Incondicional respeito e obediência devemos à Gramática Normativa. É a Norma. Os clássicos do sadio idioma a instauraram. Questioná-la, sobretudo por frágeis argumentos da Linguística, é leviano e temerário. Devemos, outrossim, discuti-la, afiar a nossa mente com seus ricos processos e métodos. Mas nunca para abolir suas regras.
Todos os decantados “problemas” da Gramática Normativa, que são, afinal, suas belles difficultés,decorrem de um único e olvidado ponto. Nosso vernáculo, não obstante belo e expressivo na lavra dos bons escritores, mormente os Clássicos, provém de uma bastardia. Não somos filhos do áureo latim da Magna Aetas (84 ac -14 ad). Nossa língua, assim como suas irmãs novilatinas, vem do Sermo Vulgaris (latim vulgar). Assim se explicam, mas não se justificam, as idiossincrasias, as demasiadas exceções, os duvidosos pontos de vista e a pobreza estilística comparada ao perfectus sermo de Virgílio, Horácio e Cícero.
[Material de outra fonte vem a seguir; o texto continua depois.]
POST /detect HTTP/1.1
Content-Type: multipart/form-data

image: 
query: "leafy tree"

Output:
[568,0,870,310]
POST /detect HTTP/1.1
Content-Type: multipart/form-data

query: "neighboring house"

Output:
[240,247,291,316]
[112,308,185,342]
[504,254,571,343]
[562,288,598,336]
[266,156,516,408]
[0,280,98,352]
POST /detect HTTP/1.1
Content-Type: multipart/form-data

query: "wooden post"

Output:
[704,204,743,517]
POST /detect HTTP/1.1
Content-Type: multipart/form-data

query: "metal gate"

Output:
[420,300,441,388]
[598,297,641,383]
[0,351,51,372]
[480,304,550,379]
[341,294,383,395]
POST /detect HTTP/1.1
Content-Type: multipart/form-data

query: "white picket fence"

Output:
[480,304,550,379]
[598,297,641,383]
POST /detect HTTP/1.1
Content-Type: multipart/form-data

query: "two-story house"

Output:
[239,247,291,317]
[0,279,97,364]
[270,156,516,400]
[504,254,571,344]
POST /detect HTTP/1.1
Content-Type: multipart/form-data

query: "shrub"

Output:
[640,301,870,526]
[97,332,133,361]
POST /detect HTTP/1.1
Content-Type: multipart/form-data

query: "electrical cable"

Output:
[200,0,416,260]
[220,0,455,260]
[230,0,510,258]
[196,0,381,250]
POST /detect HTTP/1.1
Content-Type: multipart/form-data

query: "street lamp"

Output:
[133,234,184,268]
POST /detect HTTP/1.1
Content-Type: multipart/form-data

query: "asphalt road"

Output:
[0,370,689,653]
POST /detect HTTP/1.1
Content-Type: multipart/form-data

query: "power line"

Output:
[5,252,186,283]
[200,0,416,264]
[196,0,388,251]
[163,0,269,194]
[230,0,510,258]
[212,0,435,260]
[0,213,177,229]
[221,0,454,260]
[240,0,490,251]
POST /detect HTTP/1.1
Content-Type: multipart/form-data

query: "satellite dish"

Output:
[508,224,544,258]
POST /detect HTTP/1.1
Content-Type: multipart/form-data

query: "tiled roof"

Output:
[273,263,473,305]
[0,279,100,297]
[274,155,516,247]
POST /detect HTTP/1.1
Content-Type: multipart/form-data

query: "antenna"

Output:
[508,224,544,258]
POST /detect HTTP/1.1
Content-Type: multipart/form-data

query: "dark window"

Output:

Um dos pontos de controversa pertinência, instigante para ser discutido, é a presença e consequente relação entre adjunto adnominal e complemento nominal. Na verdade uma idiossincrasia, quase um puro idiotismo do idioma. Os dois termos, os dois processos representam in nuce o mesmo fenômeno: a modificação do nome. Pesa sobre o primeiro, infelizmente, uma desagradável tautologia da preposição ad latina, a qual traduzia-se eventualmente por “junto de, da”. Com efeito, são dois nomes para uma mesma coisa. Algo desnecessário, portanto.
O latim clássico (Sermo Classicus) resolvia esta qualificação do nome por meio do simples caso genitivo. Não fazia diferença entre “a porta da escola”, adjunto adnominal, e “a grandeza da escola”, complemento nominal. Os dois substantivos, concreto, o primeiro, e abstrato, o segundo, recebiam as mesmas desinências. Janua scholae et magnitudo scholae.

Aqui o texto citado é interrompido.